[Update: Although I\'ve accepted an answer, please add another answer if you have additional visualization ideas (whether in R or another language/program). Tex
Here are a few ideas for plotting your data. I've used ggplot2, and I've reformatted the data a bit in places.
I've used a stacked barplot to mimic your mosaic plot and solve the alignment issue.
Data points for each student are connected by a gray line, making this reminiscent of a parallel coordinates plot. Coloring the points shows the categorical standing. Using GPA on the y-axis helps spread out the points to reduce overplotting, and shows correlation of standing and GPA. A major problem is that many valid standing
datapoints drop out because they lack a matching termGPA value.

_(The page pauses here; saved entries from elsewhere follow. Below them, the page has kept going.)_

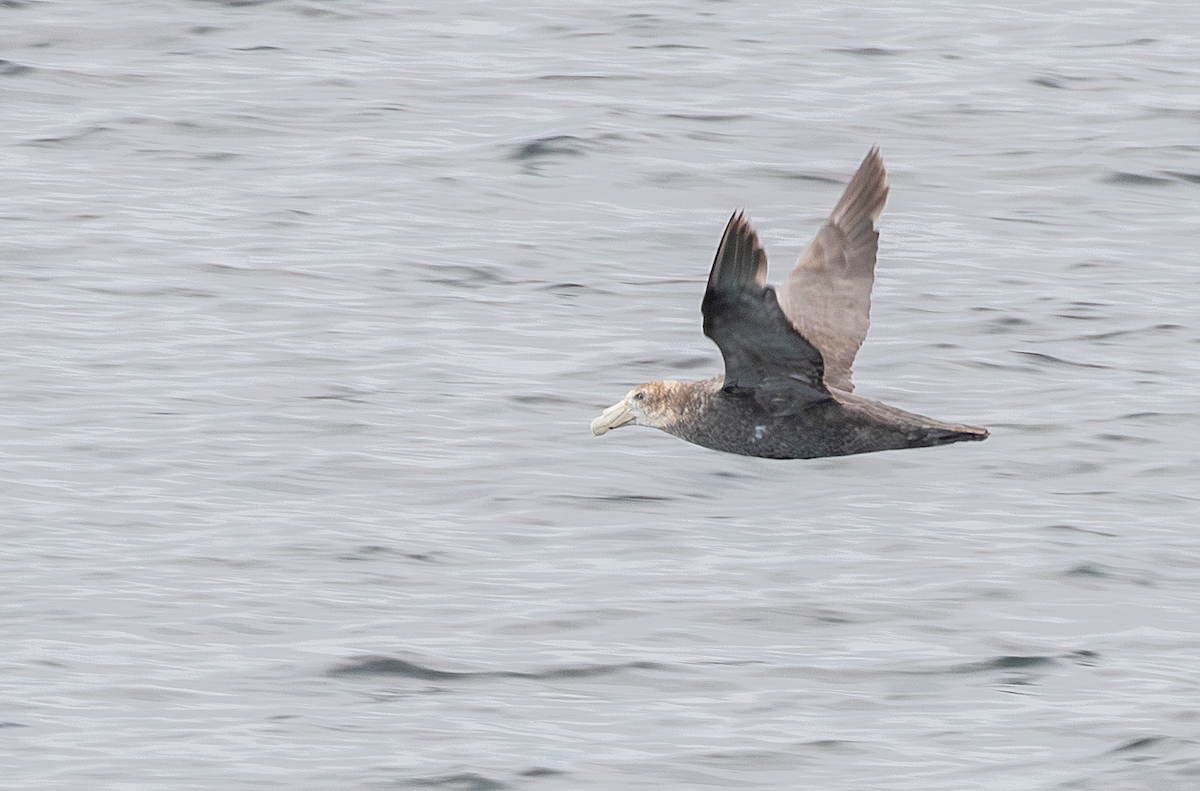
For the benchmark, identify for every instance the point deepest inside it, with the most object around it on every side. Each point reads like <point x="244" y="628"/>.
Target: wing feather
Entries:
<point x="828" y="295"/>
<point x="765" y="354"/>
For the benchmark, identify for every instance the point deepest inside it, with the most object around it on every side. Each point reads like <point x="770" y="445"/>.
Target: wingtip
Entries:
<point x="865" y="193"/>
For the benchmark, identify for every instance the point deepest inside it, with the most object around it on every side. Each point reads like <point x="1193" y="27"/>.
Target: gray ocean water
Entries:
<point x="307" y="305"/>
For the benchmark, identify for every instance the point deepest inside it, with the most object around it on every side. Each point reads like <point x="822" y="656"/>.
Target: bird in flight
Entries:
<point x="787" y="391"/>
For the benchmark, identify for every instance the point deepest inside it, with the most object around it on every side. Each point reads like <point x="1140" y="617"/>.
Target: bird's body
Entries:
<point x="787" y="391"/>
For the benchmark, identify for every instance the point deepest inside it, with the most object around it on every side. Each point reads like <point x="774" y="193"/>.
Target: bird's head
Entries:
<point x="654" y="403"/>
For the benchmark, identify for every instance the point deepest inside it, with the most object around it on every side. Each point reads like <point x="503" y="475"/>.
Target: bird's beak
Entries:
<point x="615" y="417"/>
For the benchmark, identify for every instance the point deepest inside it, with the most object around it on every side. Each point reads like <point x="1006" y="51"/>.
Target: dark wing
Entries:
<point x="765" y="355"/>
<point x="828" y="294"/>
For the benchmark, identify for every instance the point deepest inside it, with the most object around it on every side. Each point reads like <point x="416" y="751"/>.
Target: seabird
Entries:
<point x="787" y="391"/>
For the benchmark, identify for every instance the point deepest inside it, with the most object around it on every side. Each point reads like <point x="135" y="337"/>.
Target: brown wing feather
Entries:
<point x="765" y="355"/>
<point x="828" y="294"/>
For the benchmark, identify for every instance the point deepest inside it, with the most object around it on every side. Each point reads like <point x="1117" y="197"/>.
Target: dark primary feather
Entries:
<point x="765" y="355"/>
<point x="828" y="294"/>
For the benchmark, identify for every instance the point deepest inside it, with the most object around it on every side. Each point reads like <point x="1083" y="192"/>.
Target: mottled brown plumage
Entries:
<point x="787" y="391"/>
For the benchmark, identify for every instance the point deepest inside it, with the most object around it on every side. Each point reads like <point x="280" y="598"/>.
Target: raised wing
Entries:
<point x="828" y="295"/>
<point x="765" y="355"/>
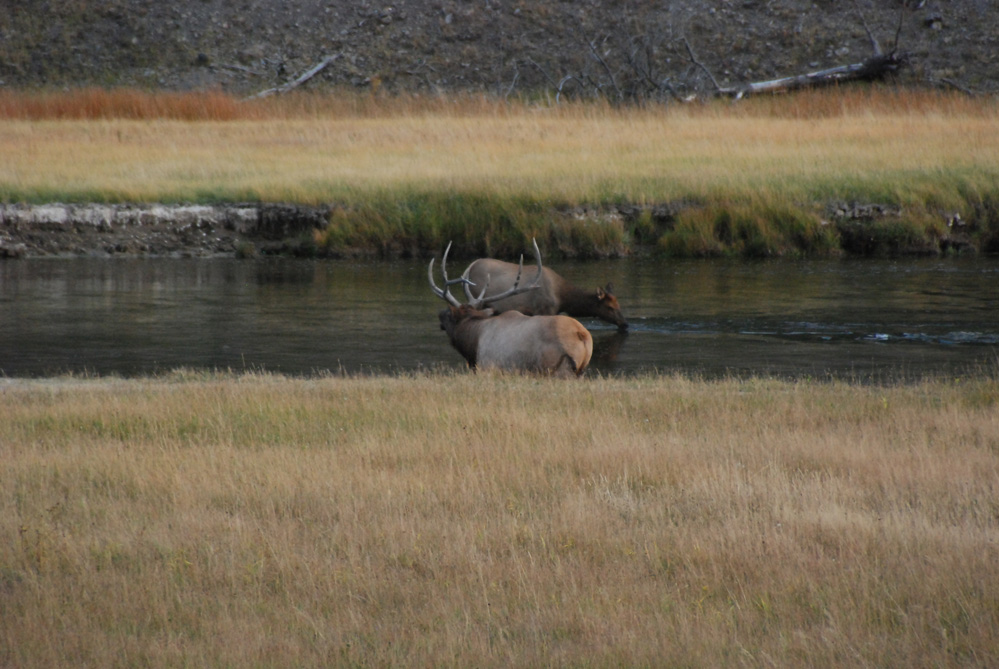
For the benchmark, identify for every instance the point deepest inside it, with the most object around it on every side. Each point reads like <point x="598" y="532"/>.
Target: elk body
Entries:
<point x="554" y="294"/>
<point x="549" y="344"/>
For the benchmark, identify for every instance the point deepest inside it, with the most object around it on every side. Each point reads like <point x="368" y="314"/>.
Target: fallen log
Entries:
<point x="305" y="76"/>
<point x="874" y="68"/>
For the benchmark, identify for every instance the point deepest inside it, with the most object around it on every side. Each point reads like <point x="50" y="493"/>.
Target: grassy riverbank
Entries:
<point x="261" y="520"/>
<point x="868" y="172"/>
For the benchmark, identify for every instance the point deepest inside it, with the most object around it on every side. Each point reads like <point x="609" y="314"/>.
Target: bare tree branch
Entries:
<point x="693" y="59"/>
<point x="305" y="76"/>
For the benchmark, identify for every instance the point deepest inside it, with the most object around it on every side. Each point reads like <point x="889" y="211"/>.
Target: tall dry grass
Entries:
<point x="910" y="150"/>
<point x="481" y="520"/>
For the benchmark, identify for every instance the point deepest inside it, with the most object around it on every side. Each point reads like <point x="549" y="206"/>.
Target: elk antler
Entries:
<point x="516" y="289"/>
<point x="445" y="293"/>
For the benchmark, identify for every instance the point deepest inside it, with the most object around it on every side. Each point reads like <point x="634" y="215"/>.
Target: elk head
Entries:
<point x="476" y="303"/>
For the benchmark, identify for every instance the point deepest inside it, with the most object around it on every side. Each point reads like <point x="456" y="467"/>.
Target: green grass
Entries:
<point x="406" y="175"/>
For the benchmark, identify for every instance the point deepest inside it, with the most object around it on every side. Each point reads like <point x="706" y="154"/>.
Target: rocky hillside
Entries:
<point x="623" y="49"/>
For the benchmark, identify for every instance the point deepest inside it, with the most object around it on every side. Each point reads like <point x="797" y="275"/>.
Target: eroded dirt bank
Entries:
<point x="156" y="230"/>
<point x="250" y="229"/>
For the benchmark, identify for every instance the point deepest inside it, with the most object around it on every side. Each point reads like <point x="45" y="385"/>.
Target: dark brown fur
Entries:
<point x="555" y="294"/>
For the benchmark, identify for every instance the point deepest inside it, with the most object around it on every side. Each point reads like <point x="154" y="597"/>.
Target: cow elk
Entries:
<point x="554" y="294"/>
<point x="548" y="344"/>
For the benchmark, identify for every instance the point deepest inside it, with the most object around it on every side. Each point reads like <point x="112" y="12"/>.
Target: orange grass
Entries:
<point x="919" y="155"/>
<point x="489" y="520"/>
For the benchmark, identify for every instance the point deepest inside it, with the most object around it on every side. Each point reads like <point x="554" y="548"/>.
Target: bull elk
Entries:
<point x="549" y="344"/>
<point x="554" y="295"/>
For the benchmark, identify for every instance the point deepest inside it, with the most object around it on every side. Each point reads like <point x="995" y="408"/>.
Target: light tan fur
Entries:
<point x="554" y="345"/>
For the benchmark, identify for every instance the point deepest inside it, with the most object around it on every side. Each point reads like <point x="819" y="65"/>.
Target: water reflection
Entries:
<point x="817" y="318"/>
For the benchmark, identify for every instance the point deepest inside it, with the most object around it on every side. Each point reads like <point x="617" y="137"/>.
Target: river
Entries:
<point x="852" y="319"/>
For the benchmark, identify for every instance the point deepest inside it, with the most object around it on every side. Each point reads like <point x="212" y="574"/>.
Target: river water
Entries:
<point x="853" y="319"/>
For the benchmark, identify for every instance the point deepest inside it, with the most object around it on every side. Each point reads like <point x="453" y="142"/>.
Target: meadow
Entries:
<point x="755" y="178"/>
<point x="492" y="520"/>
<point x="222" y="519"/>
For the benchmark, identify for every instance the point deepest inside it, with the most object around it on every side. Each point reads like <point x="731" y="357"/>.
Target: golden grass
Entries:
<point x="910" y="150"/>
<point x="490" y="520"/>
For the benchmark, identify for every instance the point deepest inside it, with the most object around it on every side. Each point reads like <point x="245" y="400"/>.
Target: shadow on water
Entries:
<point x="870" y="319"/>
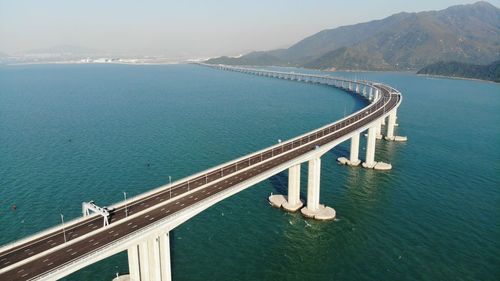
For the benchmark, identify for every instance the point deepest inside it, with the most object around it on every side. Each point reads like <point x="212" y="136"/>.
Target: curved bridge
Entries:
<point x="141" y="224"/>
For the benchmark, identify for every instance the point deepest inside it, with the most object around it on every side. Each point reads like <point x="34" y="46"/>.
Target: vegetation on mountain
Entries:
<point x="489" y="72"/>
<point x="404" y="41"/>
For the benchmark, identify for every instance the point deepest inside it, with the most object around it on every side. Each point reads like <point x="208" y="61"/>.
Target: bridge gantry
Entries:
<point x="141" y="225"/>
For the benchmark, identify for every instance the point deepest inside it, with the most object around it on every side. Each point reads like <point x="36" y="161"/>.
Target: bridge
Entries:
<point x="141" y="225"/>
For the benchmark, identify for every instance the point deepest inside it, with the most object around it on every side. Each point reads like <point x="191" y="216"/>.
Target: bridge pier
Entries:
<point x="354" y="153"/>
<point x="370" y="152"/>
<point x="370" y="148"/>
<point x="150" y="259"/>
<point x="378" y="131"/>
<point x="390" y="128"/>
<point x="293" y="202"/>
<point x="313" y="208"/>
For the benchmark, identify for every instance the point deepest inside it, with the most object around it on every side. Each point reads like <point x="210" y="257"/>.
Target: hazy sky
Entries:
<point x="192" y="28"/>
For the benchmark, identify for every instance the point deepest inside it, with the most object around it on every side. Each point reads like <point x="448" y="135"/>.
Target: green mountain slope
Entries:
<point x="489" y="72"/>
<point x="404" y="41"/>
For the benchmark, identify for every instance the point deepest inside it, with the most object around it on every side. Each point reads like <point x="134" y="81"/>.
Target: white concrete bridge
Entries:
<point x="141" y="225"/>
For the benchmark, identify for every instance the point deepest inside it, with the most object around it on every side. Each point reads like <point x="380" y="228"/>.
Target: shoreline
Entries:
<point x="456" y="78"/>
<point x="188" y="62"/>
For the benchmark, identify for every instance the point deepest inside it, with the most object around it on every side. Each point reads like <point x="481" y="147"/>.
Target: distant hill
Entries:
<point x="404" y="41"/>
<point x="64" y="50"/>
<point x="489" y="72"/>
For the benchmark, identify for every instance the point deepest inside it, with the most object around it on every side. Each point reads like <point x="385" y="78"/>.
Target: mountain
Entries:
<point x="63" y="50"/>
<point x="489" y="72"/>
<point x="404" y="41"/>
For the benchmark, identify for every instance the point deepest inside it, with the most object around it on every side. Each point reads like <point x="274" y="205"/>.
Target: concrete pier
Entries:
<point x="293" y="202"/>
<point x="150" y="259"/>
<point x="313" y="208"/>
<point x="354" y="153"/>
<point x="390" y="125"/>
<point x="370" y="148"/>
<point x="378" y="131"/>
<point x="390" y="129"/>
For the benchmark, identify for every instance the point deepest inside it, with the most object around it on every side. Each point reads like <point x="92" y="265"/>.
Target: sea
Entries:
<point x="74" y="133"/>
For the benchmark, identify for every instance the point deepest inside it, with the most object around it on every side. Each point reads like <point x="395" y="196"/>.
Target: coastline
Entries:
<point x="456" y="78"/>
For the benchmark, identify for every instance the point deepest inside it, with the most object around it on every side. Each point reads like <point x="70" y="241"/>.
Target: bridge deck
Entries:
<point x="202" y="187"/>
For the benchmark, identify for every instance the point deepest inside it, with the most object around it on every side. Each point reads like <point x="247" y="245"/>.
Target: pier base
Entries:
<point x="380" y="166"/>
<point x="397" y="138"/>
<point x="277" y="200"/>
<point x="281" y="201"/>
<point x="345" y="161"/>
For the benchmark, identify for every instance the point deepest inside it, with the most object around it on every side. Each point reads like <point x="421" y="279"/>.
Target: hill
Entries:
<point x="489" y="72"/>
<point x="404" y="41"/>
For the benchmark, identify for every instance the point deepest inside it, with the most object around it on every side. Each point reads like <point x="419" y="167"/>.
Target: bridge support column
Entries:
<point x="150" y="260"/>
<point x="370" y="148"/>
<point x="378" y="131"/>
<point x="166" y="271"/>
<point x="390" y="128"/>
<point x="370" y="152"/>
<point x="144" y="260"/>
<point x="133" y="263"/>
<point x="354" y="153"/>
<point x="293" y="202"/>
<point x="313" y="208"/>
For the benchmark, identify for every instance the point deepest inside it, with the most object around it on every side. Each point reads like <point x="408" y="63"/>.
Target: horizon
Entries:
<point x="176" y="30"/>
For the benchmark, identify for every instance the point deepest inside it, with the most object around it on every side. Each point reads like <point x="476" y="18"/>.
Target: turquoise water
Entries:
<point x="73" y="133"/>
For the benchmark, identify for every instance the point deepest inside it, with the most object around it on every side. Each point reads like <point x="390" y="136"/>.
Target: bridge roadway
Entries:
<point x="27" y="260"/>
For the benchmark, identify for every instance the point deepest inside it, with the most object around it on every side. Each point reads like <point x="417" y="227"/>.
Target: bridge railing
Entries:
<point x="336" y="82"/>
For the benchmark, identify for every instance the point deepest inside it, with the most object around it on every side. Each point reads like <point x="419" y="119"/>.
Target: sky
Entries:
<point x="189" y="28"/>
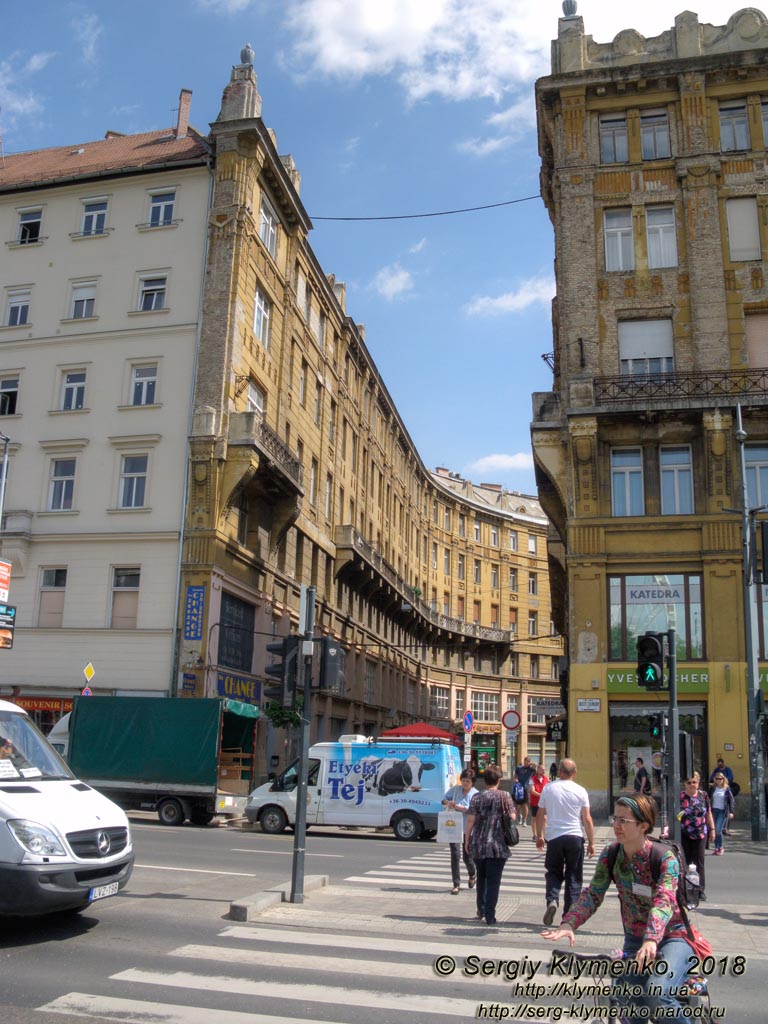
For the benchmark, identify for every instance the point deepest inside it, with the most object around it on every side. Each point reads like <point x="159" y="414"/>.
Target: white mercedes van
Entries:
<point x="62" y="845"/>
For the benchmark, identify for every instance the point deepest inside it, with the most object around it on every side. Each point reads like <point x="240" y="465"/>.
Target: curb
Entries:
<point x="250" y="907"/>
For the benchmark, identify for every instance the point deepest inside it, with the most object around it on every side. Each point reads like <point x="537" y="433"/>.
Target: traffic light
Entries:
<point x="650" y="660"/>
<point x="285" y="671"/>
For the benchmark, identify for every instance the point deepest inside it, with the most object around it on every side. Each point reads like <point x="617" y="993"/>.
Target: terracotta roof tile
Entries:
<point x="101" y="157"/>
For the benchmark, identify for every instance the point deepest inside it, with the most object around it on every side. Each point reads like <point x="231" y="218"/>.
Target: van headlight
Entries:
<point x="36" y="839"/>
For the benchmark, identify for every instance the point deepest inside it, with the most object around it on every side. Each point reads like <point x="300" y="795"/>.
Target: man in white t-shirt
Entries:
<point x="564" y="807"/>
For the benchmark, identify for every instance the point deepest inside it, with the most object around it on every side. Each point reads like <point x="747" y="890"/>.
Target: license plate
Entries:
<point x="100" y="891"/>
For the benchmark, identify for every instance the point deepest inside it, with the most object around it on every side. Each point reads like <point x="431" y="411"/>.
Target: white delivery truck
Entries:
<point x="62" y="845"/>
<point x="359" y="781"/>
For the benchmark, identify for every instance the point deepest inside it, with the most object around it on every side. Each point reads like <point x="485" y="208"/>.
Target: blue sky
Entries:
<point x="388" y="107"/>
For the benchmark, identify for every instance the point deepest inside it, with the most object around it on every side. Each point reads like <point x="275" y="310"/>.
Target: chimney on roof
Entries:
<point x="182" y="124"/>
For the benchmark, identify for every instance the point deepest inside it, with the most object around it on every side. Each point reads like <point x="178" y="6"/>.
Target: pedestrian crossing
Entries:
<point x="266" y="974"/>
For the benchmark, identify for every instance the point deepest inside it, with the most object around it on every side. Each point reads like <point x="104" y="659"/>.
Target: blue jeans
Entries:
<point x="488" y="883"/>
<point x="656" y="986"/>
<point x="720" y="817"/>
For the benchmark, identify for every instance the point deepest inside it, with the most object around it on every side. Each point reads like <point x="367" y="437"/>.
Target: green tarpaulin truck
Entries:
<point x="184" y="758"/>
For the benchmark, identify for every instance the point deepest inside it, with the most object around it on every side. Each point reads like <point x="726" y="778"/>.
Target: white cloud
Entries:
<point x="489" y="464"/>
<point x="530" y="291"/>
<point x="392" y="281"/>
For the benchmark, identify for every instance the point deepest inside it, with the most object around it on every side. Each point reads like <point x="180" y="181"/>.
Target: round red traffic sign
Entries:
<point x="511" y="720"/>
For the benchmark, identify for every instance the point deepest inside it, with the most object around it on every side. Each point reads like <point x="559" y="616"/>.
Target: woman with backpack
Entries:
<point x="653" y="927"/>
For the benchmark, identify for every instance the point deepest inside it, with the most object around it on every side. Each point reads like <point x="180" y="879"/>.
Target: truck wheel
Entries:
<point x="272" y="820"/>
<point x="170" y="812"/>
<point x="408" y="825"/>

Here I've created a new variable called initial_standing to use for facetting. Each panel contains students who match in both cohort and initial_standing. Plotting the id as text makes this figure a bit cluttered, but could be useful in some cases.
This plot is like a heatmap where each row is a student. I controlled the order of the id
axis to force initial_standing and cohort groupings to stay together. If you have many more rows, you may want to consider sorting rows by some type of clustering.
library(ggplot2)
# Create new data frame for determining initial standing.
standing_data = data.frame(id=unique(df1$id), initial_standing=NA, cohort=NA)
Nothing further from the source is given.